The fate of the tax deduction is among the thorniest issues facing Republican lawmakers who are rushing to vote on the $1.5 trillion tax bill this year. About 44 million Americans a year take advantage of the tax break to collectively save an estimated $60 billion.
But conservatives have long complained that the deduction is a windfall for high-tax, liberal-leaning states at the expense of low-tax, conservative-leaning states. According to the conservative Tax Foundation, taxpayers in six states - California, Illinois, New Jersey, New York, Pennsylvania and Texas - claim more than half of the dollar value of the deduction.
All of them except Texas are overwhelmingly represented by Democrats.
Republicans have repeatedly attempted to eliminate the provision, most recently in an effort led by President Ronald Reagan in 1986.
"We can't have the federal government continue to subsidize the states," Treasury Secretary Steven Mnuchin said in a CNBC interview last month. "That's a major loophole that we're trying to close in simplifying taxes."
Some lawmakers even in high-tax states echo that view.
"The question is: Should taxpayers in low-tax states be subsidizing the taxpayers in high-tax states?" Sen. Patrick Toomey, R-Pa., a member of the tax-writing Senate Finance Committee, said this year. "It's not clear to me why that's good policy."
Nearly 30 percent of taxpayers in Pennsylvania use SALT, according to data from the Government Finance Officers Association. On average, those taxpayers claim an average deduction of $11,000.
Supporters of the deduction argue that its elimination will hurt middle-class families. Among taxpayers making more than $100,000, 81 percent claimed the SALT deduction. Without it, supporters say, taxpayers face double taxation - paying federal taxes on income already claimed by state and local taxes.
City leaders speaking out against eliminating the deduction are sometimes putting themselves at odds with their representatives in Congress.
Louisville Mayor Greg Fischer, D, visited Capitol Hill this week, including a stop by the offices of Senate Majority Leader Mitch McConnell, R-Ky., a major proponent of the Senate bill.

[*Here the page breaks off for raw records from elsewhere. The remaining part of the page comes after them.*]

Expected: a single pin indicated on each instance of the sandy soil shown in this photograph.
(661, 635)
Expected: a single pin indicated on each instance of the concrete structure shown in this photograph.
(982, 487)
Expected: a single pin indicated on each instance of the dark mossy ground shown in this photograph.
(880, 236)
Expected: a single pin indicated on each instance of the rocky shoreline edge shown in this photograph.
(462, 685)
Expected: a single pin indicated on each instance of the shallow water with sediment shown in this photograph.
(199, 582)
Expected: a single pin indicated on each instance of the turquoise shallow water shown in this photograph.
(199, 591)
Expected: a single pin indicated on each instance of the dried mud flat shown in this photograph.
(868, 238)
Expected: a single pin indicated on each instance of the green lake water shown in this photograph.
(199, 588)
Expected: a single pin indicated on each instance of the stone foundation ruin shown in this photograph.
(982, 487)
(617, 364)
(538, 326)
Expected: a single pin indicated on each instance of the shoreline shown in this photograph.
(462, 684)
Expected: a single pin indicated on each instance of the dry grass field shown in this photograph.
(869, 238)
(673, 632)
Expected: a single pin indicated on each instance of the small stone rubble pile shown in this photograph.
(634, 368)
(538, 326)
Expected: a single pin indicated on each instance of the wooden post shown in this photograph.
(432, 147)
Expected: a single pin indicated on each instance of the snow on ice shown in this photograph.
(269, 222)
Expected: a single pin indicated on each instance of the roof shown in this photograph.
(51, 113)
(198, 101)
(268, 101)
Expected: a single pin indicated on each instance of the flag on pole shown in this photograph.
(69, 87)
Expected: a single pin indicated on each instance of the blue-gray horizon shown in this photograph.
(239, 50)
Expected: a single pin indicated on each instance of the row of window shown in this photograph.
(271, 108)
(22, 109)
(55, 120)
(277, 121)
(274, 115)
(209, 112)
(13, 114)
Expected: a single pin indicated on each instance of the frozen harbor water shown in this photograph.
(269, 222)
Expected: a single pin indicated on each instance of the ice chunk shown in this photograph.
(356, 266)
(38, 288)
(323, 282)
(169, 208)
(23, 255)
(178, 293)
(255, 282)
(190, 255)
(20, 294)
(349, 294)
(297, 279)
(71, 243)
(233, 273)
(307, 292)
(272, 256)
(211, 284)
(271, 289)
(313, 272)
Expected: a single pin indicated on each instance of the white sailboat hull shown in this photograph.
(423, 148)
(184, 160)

"It's a $1.3 billion problem for my city," Fischer said of the potential elimination of SALT. "That is less than Los Angeles or New York, but that is going to hit a lot of folks."
"I totally believe we need tax reform. I am a business person, entrepreneur. I am not a career politician," he said, adding that he wants to make sure his local representatives understand what the city is facing.
Local governments' fears aren't confined to the effects of removing the state and local tax deduction. Officials in the District and other cities also worry about the House plan to repeal a form of tax-exempt financing for development called private activity bonds.
Those bonds, which help lure private investors to low-income housing projects and other civic endeavors by effectively allowing them to borrow at municipalities' low interest rates, have resulted in about 9,000 units of affordable housing in Washington since 2010, city officials say. (The Senate bill would retain private activity bonds.)
"If it wasn't for these private activity bonds," Esparza Diggs said, "many [cities] wouldn't be able to expand their airports, or meet their affordable housing needs."